Dieseltuning: Underdrive Pulleys

Eine in den USA ziemlich beliebte Art der Leistungssteigerung sind „Underdrive Pulleys“, modifizierte Riemenscheiben. Dadurch werden die Nebenaggregate (Lichtmaschine, Wasserpumpe, Klimaanlage) um bis zu rund 20 Prozent langsamer angetrieben. So bleibt mehr Leistung für den Motor. Zudem werden die Scheiben aus leichterem Material hergestellt.

Underdrive Pulleys in der (englischen) Wikipedia:

Underdrive from the crankshaft pulley means the pulley is smaller that the original pulley it replaces. Underdrive from the accessory pulley means the pulley is larger than the original pulley it replaces.

Über die Wirkung heißt es bei der „Business Week“ unter Riemenscheiben, die unbesungenen Helden:

. You can expect about 6 to 10 additional horsepower and 7 to 12 more foot-pounds of torque after installation.

Weitere Details bei diesen Herstellern: Unorthodox Racing und March Performance.

Getunte Kurbelwellenscheiben können allerdings insofern problematisch sein, dass die Kurbelwelle bei modernen Motoren feinstens ausbalanciert ist und die Originalscheiben teilweise die Eigenschaft haben, ihre Vibrationen zu dämpfen.

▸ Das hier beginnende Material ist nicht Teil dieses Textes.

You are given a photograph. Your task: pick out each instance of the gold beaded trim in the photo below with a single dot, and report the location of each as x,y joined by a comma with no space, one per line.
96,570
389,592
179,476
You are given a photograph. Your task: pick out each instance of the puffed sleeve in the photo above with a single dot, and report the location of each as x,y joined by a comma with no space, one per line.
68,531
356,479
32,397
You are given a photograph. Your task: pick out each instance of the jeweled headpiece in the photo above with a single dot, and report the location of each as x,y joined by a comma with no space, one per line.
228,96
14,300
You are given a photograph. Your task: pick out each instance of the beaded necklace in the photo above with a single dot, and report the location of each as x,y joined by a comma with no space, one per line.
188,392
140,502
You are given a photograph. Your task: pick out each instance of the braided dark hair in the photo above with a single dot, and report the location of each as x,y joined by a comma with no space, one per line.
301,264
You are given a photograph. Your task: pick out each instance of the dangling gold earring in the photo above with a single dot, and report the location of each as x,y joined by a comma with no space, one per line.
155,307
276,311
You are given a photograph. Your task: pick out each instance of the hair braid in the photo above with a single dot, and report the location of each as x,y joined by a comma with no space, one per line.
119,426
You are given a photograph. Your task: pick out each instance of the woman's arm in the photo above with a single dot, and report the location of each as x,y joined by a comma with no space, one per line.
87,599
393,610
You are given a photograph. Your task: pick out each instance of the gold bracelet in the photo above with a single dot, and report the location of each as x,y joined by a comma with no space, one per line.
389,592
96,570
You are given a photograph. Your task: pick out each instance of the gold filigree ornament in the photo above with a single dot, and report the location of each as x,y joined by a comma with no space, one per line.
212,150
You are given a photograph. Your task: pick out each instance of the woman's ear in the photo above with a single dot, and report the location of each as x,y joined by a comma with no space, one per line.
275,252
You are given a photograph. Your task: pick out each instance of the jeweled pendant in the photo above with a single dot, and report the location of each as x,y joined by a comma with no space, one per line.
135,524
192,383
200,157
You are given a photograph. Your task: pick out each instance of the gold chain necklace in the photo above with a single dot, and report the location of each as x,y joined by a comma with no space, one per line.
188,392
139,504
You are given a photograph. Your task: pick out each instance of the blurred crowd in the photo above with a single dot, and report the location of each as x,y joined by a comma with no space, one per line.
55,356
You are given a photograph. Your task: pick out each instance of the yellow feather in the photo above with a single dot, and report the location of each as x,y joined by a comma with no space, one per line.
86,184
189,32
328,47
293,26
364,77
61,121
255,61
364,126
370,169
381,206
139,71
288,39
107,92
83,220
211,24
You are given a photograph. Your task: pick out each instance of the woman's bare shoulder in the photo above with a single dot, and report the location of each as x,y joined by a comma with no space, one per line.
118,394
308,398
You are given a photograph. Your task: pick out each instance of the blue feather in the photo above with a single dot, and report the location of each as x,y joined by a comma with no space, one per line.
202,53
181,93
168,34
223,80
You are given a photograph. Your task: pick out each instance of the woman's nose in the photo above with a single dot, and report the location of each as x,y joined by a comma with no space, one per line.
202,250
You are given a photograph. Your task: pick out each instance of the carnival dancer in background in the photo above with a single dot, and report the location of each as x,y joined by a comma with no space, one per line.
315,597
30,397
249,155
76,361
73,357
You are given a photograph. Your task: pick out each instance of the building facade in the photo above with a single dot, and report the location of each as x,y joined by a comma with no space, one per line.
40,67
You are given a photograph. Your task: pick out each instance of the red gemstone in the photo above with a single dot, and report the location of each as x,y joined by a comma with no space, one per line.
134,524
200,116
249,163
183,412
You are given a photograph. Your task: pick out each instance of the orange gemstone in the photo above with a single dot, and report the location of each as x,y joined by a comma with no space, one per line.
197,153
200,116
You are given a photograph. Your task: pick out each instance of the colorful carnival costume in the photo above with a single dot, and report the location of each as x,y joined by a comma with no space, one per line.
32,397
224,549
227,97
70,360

Der Effekt von Underdrive Pulleys wird auch kritisch gesehen, wie etwa in diesem Test. Selbst der Ausbau der Riemenscheibe und damit die totale Abkoppelung der Nebenaggregate brachte nur knapp 3 Mehr-PS. Der Autor schätzt, dass es mit getunter Scheibe (maximal 20 Prozent Unter-Treibung seien herauszuholen) gerade ein knappes 1 PS wäre.

Ich weiß nicht, ob diese Rechnung so stimmt: Schließlich arbeitet die Lichtmaschine ja erst mit angeschalteten Verbrauchern richtig und zieht dann entsprechend Motorleistung ab. Und erst dann würde sich doch der Unterschied richtig bemerkbar machen. Oder?

Nun zu den 123ern.

Erkauft wird die Motor-Mehrleistung unter anderem mit weniger Stromnachschub für die Batterie. Das wäre bei unseren Wagen ja generell nicht so dramatisch, da beim Diesel der Strombedarf durch Entfall der Zündanlage ohnehin geringer ist. Bei angeschalteten Verbrauchern wie Radio, Scheinwerfer, Scheibenwischer und Heizheckscheibe (wobei der Moorbraune ja nicht im Winter fahren soll) müsste man entsprechend vorsichtig sein. Zur Sicherheit könnte man einen Megapulse-Batteriewächter einbauen, um die volle Leistung der Batterie zu bewahren.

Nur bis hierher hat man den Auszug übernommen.